Logstash gets stuck in infinite retry loop writing to Time Series Data Streams #15832

mbudge · 2024-01-22T22:18:22Z

Hi,

We've had several severe outages over the last 6 months due to Logstash getting stuck in an infinite retry loop writing to TSDS.

This is because TSDS have start time and end time, so if data arrives late it TSDS route the documents to older indexes.

This happens when

Logstash crashes and when we restart Logstash it starts writing metrics data to read-only indexes which have rolled over.
Host using misconfigured time causes logstash to write to a read only index

When this happens we find errors like this in the Logstash logs.

luster_block_exception", "reason"=>"index [partial-.ds-metrics-system.diskio-default-2023.11.24-000047] blocked by: [FORBIDDEN/8/index write (api)];"}}

Retrying individual bulk actions that failed or were rejected by the previous bulk request {:count
=>2}

The only way to fix it is to delete all the frozen metrics indexes then restart Logstash.

The metrics data is on warm nodes for 7 days before moving to frozen nodes.

We need max retries so Logstash doesn't get stuck and loose all our log data. We work in a regulated environment where we are audited on data loss.

See support ticket #01543981 for more details.

The text was updated successfully, but these errors were encountered:

mbudge · 2024-01-29T09:26:44Z

I've added this to the elasticagent pipeline so metrics data only than 1 day gets dropped.

if [data_stream][type] == "metrics" {
        ruby {
            init => "require 'time'"
            code => 'if LogStash::Timestamp.new(event.get("@timestamp")+86400) < ( LogStash::Timestamp.now)
              event.cancel
            end'
        }
    }

This is fine until Logstash handles TSDB 403 Forbidden responses properly i.e. stops retrying them until it topples over.

mbudge · 2024-02-12T16:40:49Z

We want to avoid using dead letter queues as we still want to see other indexing errors in the logatsh logs.

It's just the metrics data/TSDB indexes which are a problem when the index is in read-only mode, resulting in elasticsearch returning a 409 Forbidden error.

mbudge · 2024-02-12T16:47:02Z

Another option would be to add some code to the metrics ingest pipelines which drops events older than X days.

jsvd · 2024-02-15T10:07:31Z

@mbudge thanks for the report.
The challenge of deciding when to retry or not has been a back and forth for ages in Logstash, with arguments on both sides.
The struggle with this particular case is that the error is about authorization, and it may happen because:

a user or api key was given insufficient roles to be able to write to the desired index
the dynamic index feature allows for data to land in places the user doesn't want to

In case 1, we're talking about up to 100% of all incoming data being blocked from ingestion, and in this case it's better for the pipelines to stop ingesting altogether, otherwise it will drop 100% of data received, causing major data loss.
In case 2 we're talking about a small portion of data that is likely unwanted anyway, so it could be discarded.
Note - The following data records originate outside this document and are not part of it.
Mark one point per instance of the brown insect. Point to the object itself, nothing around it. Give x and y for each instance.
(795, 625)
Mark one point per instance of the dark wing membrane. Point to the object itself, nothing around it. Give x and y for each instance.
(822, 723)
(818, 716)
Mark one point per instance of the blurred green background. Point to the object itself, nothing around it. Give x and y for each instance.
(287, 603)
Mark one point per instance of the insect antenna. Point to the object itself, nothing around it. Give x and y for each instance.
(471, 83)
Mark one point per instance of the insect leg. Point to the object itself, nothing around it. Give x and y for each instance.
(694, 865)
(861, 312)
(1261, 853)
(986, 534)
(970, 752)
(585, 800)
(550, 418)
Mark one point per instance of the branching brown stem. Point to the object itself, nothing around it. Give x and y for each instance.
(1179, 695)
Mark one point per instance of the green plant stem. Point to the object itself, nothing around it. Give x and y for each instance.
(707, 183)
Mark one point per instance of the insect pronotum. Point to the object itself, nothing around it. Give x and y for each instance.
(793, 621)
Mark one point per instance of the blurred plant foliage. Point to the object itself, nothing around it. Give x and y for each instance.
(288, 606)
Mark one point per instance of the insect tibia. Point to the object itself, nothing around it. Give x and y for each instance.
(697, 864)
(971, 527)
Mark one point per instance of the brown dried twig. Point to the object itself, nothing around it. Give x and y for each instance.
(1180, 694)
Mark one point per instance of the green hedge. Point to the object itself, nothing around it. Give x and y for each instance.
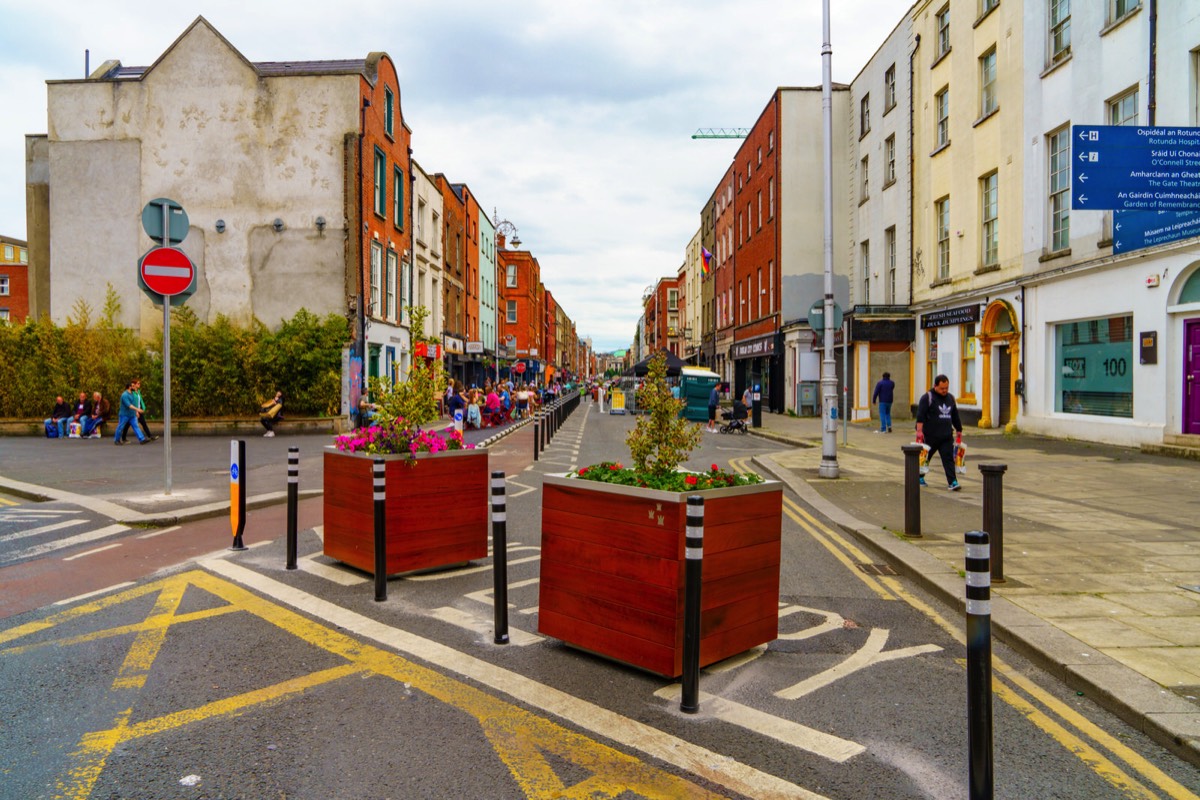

We don't have a good way of knowing which scenario we're facing by looking at the error from ES, especially without further domain knowledge being injected by the user, like your solution here where you tell Logstash "I want anything older than 24h to be dropped, since I know otherwise it may land in indices that aren't writable anymore".

We need max retries so Logstash doesn't get stuck and loose all our log data. We work in a regulated environment where we are audited on data loss.

I don't see how retries here would help since nothing would change between the time the first error happens until the last retry, which would likely be a few seconds (e.g. 3 retries: 0.1 seconds for first retry, 0.5s for the second, 1 second for the third). Typically 403 action needs to be taken either immediately (e.g. drop/dlq) or retry forever so an operator/administrator can take action and fix permissions.

This is fine until Logstash handles TSDB 403 Forbidden responses properly i.e. stops retrying them until it topples over.

Given that in your domain you expect data to land in places where writing is forbidden, maybe just setting dlq_custom_codes for 403 would be enough, thus informing that a 403 at the document level is fine to either drop or send to DLQ:

output {
  elasticsearch {
    dlq_custom_codes => [ 403 ]
  }
}

We want to avoid using dead letter queues as we still want to see other indexing errors in the logatsh logs.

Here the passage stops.